Op 4 februari 2013 hebben Provinciale Staten de Provinciale Ruimtelijke Structuurvisie 2013-2028 vastgesteld. In de Provinciale Ruimtelijke Structuurvisie (PRS) beschrijft de provincie het ruimtelijk beleid voor de periode tot 2028. Daarbij wordt aangegeven welke doelstellingen het provinciaal beleid heeft, welk beleid bij deze doelstellingen hoort en hoe de provincie dit beleid gaat uitvoeren.
Met betrekking tot dit laatste speelt ook de Provinciale Ruimtelijke Verordening een belangrijke rol. De PRS heeft als doelstelling om te zorgen voor een blijvend aantrekkelijke provincie. De provincie met een kwalitatief hoogwaardige fysieke leefomgeving, waarin het ook in de toekomst plezierig wonen, werken en recreëren is. Deze uitgangspositie rust op drie pijlers, te weten:
- Utrecht ligt centraal, vanwege de centrale ligging is de provincie een aantrekkelijke vestigingsplaats voor wonen en werken;
- Utrecht heeft aantrekkelijke steden en landschappen, de rijke schakering van woon-, werk en natuurgebieden op korte afstand van elkaar zorgt voor een aantrekkelijke schaal van de leefomgeving;
- Utrecht is sterk in kennis en cultuur, inwoners hebben een relatief hoog opleidingsniveau en er zijn kansen voor een bloeiende kenniseconomie.
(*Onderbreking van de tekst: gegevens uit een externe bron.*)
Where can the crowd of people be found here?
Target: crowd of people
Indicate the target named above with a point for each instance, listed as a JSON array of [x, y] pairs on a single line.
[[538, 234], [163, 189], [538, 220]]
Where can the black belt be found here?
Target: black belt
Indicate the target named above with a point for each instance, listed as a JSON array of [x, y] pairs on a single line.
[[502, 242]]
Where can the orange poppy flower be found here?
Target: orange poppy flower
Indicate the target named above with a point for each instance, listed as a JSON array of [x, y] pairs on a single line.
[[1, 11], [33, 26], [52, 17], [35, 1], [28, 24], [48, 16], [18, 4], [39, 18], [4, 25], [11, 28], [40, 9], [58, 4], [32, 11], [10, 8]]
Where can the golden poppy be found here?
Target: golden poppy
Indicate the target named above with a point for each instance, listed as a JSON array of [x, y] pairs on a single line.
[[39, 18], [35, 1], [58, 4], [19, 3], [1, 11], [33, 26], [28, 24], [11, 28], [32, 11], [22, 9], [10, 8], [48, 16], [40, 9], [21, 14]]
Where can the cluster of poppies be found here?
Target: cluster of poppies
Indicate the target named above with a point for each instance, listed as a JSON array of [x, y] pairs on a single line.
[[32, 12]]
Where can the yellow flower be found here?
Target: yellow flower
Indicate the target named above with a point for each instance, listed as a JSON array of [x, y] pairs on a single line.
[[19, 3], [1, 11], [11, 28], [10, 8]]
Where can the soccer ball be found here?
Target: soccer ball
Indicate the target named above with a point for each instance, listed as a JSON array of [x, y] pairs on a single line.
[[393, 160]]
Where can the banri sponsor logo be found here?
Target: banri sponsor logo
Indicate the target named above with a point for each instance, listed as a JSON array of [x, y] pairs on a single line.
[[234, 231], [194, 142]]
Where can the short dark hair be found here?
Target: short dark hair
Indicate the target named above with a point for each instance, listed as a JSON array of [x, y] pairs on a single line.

De provincie wil de kracht van de regio verder ontwikkelen. De provincie Utrecht blijft alleen een sterke regio als het aantrekkelijk is en blijft om te wonen, werken en recreëren. Het beleid is erop gericht deze aantrekkelijkheid te ontwikkelen. Voor het op te stellen bestemmingsplan zijn daarbij de beleidsaspecten een duurzame leefomgeving en vitale dorpen en steden van belang.
Algemene beleidslijn verstedelijking
Het verstedelijkingsbeleid is gestoeld op het voorgaande provinciale beleid en ambieert vitale dorpen en steden binnen de rode contouren. De provincie richt zich daarbij primair op de ontwikkelingsmogelijkheden in het bestaand stedelijk gebied: op die manier blijven de steden, dorpen en kernen aantrekkelijk om te wonen, te werken en te ontmoeten en blijft het landelijk gebied gevrijwaard van onnodige ruimteclaims.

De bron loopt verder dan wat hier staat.